Sales tax distributions for the first two months of 2010 were the lowest since 2005 for Spokane, Spokane County, Spokane Valley and the Spokane Transit Authority.
Because of the increased cost of doing business, largely from of salary increases and the spiking costs of health insurance, local governments usually need rising tax revenue to maintain services with the same number of employees.
Sales taxes are only one source of revenue, but they are a signficant one, especially for STA, which doesn’t have property or utility taxes.
In the middle part of the decade Spokane was on an incredible ride, but the recession has wiped out much of the gain. In fact, Spokane is now collecting fewer sales taxes than it did in 2001 if you consider inflation.
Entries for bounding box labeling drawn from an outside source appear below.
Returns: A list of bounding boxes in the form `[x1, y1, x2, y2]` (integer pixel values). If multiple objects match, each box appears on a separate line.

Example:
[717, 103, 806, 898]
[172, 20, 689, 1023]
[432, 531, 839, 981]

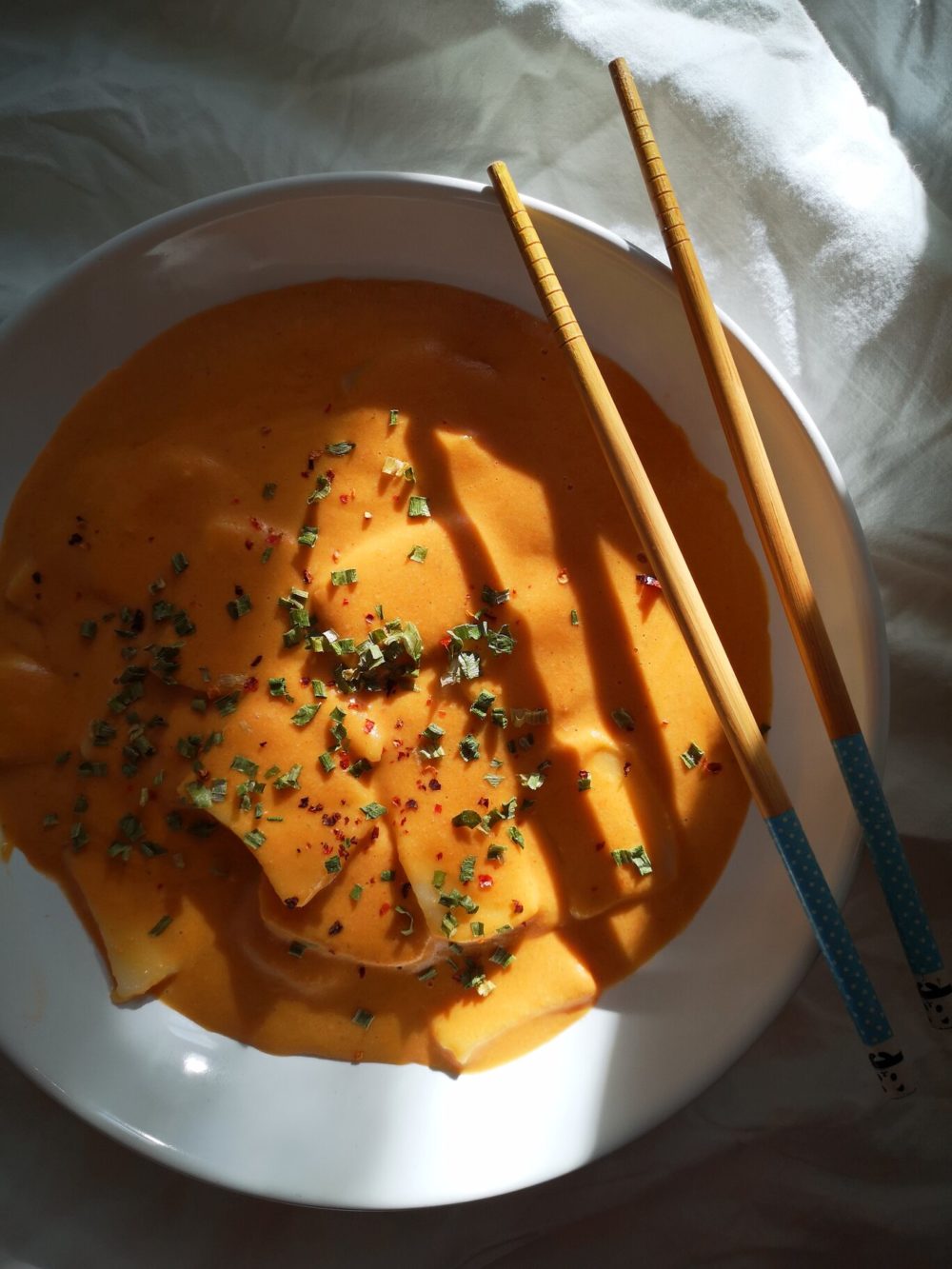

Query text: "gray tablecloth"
[0, 0, 952, 1269]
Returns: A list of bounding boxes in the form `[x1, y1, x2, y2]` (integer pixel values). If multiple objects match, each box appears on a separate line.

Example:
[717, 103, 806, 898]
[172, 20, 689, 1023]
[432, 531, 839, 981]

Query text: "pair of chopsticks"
[488, 58, 952, 1097]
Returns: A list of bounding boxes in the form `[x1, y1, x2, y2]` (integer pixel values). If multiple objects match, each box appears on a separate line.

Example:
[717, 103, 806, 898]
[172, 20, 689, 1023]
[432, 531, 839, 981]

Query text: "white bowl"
[0, 174, 886, 1207]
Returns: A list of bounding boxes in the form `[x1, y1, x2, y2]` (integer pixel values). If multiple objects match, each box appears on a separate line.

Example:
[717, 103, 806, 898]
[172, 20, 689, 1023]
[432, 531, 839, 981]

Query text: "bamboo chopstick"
[609, 57, 952, 1030]
[488, 163, 911, 1097]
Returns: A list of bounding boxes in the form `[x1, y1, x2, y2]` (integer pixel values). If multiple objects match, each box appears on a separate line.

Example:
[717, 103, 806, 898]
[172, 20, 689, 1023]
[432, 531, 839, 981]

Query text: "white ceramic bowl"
[0, 174, 886, 1207]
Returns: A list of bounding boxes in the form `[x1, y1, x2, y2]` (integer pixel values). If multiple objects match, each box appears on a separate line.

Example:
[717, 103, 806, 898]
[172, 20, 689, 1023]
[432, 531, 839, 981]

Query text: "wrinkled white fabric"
[0, 0, 952, 1269]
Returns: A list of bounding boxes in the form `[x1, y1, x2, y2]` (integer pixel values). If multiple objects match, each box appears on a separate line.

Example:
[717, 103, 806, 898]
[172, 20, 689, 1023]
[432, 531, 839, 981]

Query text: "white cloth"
[0, 0, 952, 1269]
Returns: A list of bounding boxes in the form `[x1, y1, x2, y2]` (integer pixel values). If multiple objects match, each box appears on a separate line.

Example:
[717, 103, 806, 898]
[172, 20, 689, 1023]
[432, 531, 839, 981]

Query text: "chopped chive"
[290, 704, 321, 727]
[612, 846, 652, 877]
[469, 690, 496, 718]
[453, 811, 483, 828]
[681, 740, 704, 770]
[225, 595, 251, 622]
[612, 709, 635, 731]
[483, 586, 509, 608]
[307, 476, 330, 503]
[274, 763, 304, 789]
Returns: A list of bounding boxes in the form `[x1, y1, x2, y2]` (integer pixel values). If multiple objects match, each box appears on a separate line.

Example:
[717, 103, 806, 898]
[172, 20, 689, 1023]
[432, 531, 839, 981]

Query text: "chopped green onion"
[612, 709, 635, 731]
[290, 704, 321, 727]
[225, 595, 251, 622]
[612, 846, 652, 877]
[681, 740, 704, 770]
[483, 586, 509, 608]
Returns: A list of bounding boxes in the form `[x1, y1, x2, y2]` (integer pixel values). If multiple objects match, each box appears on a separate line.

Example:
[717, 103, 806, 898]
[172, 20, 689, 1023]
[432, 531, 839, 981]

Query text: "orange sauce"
[0, 281, 770, 1071]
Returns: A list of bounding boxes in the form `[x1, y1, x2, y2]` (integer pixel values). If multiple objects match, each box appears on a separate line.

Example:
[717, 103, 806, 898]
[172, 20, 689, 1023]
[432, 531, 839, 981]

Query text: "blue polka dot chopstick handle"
[833, 732, 952, 1030]
[764, 808, 913, 1098]
[609, 57, 952, 1030]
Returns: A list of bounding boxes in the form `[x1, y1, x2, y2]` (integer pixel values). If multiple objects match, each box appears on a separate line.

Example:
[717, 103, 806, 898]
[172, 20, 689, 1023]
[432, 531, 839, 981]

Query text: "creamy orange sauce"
[0, 282, 770, 1071]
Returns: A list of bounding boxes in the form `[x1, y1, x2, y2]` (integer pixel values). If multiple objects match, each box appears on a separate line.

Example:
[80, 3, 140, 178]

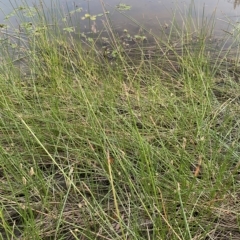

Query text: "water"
[0, 0, 240, 31]
[0, 0, 240, 47]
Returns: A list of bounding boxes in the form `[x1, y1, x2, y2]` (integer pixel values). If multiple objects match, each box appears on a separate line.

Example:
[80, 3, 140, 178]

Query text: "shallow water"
[0, 0, 240, 38]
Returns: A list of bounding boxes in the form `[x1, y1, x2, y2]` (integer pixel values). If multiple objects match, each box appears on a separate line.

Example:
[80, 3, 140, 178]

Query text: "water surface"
[0, 0, 240, 38]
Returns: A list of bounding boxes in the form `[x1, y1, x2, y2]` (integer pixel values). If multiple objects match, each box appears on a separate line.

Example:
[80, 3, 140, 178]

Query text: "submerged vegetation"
[0, 0, 240, 240]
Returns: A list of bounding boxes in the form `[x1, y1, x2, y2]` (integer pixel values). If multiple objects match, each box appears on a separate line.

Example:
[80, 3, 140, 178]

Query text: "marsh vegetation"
[0, 0, 240, 240]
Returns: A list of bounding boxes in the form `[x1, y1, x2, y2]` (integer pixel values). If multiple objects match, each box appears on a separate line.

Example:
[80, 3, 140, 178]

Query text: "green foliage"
[0, 0, 240, 240]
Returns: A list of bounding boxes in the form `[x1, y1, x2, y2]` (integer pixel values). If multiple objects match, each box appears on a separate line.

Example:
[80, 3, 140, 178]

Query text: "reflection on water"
[233, 0, 240, 9]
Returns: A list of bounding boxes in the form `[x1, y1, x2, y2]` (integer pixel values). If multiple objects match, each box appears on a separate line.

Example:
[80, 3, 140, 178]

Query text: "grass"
[0, 0, 240, 240]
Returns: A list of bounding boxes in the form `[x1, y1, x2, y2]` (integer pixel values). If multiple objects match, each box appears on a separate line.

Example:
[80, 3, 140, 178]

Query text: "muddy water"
[0, 0, 240, 39]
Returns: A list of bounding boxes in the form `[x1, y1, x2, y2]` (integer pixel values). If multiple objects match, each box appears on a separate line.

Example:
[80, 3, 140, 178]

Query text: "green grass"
[0, 0, 240, 240]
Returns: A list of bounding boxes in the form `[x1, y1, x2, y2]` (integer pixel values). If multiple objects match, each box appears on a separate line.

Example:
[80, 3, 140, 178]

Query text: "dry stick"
[107, 151, 126, 239]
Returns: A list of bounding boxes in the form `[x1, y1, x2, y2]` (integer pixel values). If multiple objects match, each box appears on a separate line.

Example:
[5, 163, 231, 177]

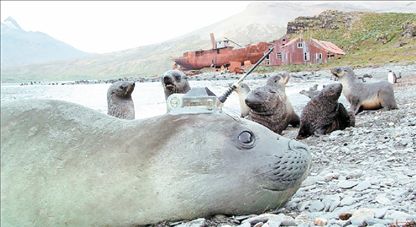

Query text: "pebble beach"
[154, 66, 416, 227]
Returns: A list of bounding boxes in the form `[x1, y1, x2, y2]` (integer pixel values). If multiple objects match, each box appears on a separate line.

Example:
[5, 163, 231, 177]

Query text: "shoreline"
[1, 63, 416, 86]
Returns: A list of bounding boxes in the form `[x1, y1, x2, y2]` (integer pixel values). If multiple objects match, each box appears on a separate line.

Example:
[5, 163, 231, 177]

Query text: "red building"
[269, 36, 345, 65]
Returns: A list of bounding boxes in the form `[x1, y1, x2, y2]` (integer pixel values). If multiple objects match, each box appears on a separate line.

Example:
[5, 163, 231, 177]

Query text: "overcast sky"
[1, 0, 250, 53]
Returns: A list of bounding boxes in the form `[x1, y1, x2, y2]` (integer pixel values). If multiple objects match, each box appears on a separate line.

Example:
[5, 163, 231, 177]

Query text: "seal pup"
[107, 81, 135, 120]
[245, 74, 300, 134]
[161, 69, 191, 100]
[235, 83, 251, 118]
[331, 67, 397, 115]
[296, 83, 355, 139]
[299, 84, 319, 99]
[0, 100, 311, 226]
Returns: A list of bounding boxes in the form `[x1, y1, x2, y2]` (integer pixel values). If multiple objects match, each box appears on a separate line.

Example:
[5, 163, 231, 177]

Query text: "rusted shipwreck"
[173, 33, 271, 72]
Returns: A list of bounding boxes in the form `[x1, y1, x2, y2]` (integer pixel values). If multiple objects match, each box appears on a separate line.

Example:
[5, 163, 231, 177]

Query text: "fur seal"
[331, 67, 397, 114]
[107, 81, 135, 120]
[161, 69, 191, 99]
[235, 83, 251, 117]
[0, 100, 311, 226]
[387, 69, 402, 84]
[245, 74, 300, 134]
[296, 84, 355, 139]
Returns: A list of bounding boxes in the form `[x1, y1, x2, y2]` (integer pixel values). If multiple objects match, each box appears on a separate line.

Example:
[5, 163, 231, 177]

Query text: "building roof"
[284, 37, 300, 46]
[283, 37, 345, 55]
[311, 39, 345, 55]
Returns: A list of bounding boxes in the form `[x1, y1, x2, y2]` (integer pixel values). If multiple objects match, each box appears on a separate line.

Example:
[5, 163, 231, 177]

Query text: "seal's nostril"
[288, 140, 308, 151]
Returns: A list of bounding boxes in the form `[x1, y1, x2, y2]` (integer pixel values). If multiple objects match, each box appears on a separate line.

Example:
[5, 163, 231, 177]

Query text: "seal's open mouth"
[163, 76, 175, 90]
[331, 68, 341, 77]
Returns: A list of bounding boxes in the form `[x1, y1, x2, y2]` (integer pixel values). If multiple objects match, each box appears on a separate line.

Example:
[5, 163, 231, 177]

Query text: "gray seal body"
[1, 100, 311, 226]
[245, 74, 300, 134]
[107, 81, 135, 120]
[331, 67, 397, 114]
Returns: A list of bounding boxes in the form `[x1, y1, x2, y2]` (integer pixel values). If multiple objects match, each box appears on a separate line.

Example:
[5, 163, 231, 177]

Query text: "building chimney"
[209, 33, 217, 49]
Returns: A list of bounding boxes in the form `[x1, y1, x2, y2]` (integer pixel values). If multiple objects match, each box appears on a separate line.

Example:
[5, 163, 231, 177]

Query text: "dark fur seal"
[107, 81, 135, 120]
[296, 84, 355, 139]
[162, 69, 191, 99]
[331, 67, 397, 114]
[0, 100, 311, 226]
[245, 74, 300, 134]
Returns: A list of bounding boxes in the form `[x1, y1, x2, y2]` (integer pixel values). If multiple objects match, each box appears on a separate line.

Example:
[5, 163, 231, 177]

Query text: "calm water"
[1, 78, 346, 119]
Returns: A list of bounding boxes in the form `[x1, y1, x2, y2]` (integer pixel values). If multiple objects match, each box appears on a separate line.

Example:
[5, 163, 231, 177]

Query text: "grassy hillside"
[1, 5, 416, 82]
[263, 10, 416, 71]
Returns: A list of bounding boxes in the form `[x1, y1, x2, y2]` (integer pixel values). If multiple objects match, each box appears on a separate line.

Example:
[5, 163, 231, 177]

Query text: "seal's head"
[235, 83, 250, 95]
[317, 83, 342, 101]
[245, 85, 284, 115]
[161, 69, 191, 99]
[266, 73, 290, 89]
[145, 114, 311, 219]
[107, 81, 135, 99]
[331, 66, 355, 79]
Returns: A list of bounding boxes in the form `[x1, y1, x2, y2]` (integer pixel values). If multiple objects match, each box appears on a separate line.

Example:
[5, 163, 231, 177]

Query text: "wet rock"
[176, 218, 207, 227]
[384, 210, 412, 222]
[338, 180, 358, 189]
[374, 207, 388, 218]
[238, 222, 251, 227]
[309, 200, 325, 212]
[354, 181, 371, 191]
[322, 195, 341, 212]
[338, 212, 352, 221]
[350, 208, 374, 226]
[243, 213, 295, 226]
[313, 218, 328, 226]
[340, 196, 355, 206]
[376, 194, 391, 204]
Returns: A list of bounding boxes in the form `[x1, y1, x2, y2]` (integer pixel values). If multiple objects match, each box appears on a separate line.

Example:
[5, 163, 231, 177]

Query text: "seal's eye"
[238, 131, 255, 148]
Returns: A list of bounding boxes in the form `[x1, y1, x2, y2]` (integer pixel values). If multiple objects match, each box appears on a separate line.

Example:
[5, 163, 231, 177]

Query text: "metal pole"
[218, 47, 274, 103]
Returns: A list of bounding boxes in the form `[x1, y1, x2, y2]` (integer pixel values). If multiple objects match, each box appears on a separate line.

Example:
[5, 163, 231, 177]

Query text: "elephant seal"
[1, 100, 311, 226]
[245, 74, 300, 134]
[161, 69, 191, 99]
[331, 67, 397, 114]
[107, 81, 135, 120]
[235, 83, 251, 117]
[296, 84, 355, 139]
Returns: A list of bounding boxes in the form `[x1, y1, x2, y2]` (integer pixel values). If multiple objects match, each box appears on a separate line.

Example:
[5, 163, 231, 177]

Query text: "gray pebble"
[338, 180, 358, 189]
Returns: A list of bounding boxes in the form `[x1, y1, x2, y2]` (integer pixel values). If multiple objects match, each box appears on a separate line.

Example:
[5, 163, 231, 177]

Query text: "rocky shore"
[145, 74, 416, 227]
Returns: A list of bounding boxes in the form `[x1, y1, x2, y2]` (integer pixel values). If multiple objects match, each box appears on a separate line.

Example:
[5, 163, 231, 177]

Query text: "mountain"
[1, 17, 88, 69]
[2, 1, 416, 81]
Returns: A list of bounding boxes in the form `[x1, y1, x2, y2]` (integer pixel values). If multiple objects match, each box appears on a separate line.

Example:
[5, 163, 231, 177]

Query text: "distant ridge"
[1, 17, 89, 69]
[2, 1, 416, 81]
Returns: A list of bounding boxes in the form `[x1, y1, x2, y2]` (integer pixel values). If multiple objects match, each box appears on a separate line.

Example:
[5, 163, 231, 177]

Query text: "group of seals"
[245, 74, 300, 134]
[107, 81, 135, 120]
[1, 100, 311, 226]
[107, 69, 191, 120]
[331, 67, 397, 114]
[296, 84, 355, 139]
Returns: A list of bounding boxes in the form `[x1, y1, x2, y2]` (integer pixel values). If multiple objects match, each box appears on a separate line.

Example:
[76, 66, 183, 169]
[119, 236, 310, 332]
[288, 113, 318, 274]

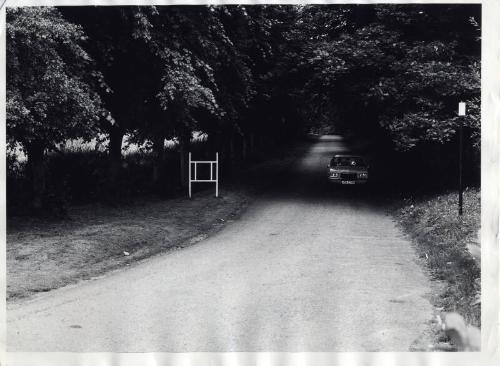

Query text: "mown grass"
[397, 189, 481, 326]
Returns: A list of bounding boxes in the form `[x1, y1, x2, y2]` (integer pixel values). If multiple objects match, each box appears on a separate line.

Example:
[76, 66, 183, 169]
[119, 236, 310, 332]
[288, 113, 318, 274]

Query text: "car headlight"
[330, 168, 339, 178]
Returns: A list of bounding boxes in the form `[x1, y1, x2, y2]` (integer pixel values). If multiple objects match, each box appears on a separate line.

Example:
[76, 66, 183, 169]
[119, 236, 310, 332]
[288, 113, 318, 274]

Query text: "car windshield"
[330, 156, 366, 167]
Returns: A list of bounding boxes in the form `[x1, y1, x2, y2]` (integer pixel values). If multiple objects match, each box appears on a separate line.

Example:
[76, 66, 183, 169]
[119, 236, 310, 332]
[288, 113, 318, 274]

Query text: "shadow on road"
[250, 135, 397, 207]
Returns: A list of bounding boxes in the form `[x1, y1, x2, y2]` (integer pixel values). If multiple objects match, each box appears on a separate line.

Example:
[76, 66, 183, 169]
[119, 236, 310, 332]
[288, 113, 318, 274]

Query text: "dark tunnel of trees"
[7, 4, 481, 210]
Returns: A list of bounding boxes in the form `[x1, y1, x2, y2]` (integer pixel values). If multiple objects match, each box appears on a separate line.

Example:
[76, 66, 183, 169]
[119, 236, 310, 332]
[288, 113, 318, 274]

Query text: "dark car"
[328, 154, 368, 184]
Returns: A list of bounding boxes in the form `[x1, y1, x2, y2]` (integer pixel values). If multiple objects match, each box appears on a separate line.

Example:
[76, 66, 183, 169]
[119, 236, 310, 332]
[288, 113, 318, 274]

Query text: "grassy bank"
[7, 142, 303, 301]
[397, 189, 481, 326]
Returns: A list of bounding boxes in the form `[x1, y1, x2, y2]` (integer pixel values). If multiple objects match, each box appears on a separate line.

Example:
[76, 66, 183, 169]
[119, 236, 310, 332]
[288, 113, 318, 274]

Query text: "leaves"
[7, 7, 102, 153]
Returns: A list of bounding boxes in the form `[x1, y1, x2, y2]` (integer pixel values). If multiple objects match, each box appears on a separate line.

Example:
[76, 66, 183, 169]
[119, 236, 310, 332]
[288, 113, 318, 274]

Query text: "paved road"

Inflation has risen about 22 percent since 2001. The City of Spokane’s sales tax revenue, at least in the first two months of the year, is up only 16 percent in the same period.
Sales tax distributions lag two months behind their actual collection from customers, so January and Feburary distributions generally were collected in November and December. Officials hope to see a spike next month relating to the U.S. Figure Skating Championships held in January.
Now, a few notes on the graphic:
1. STA’s tax revenue spiked in 2005 because voters approved a higher rate.
2. Spokane Valley didn’t start collecting sales taxes until 2004 after voters agreed to incorporate the city.
3. Spokane County’s collections dipped significantly in 2004 as a result of Spokane Valley’s vote to become a city.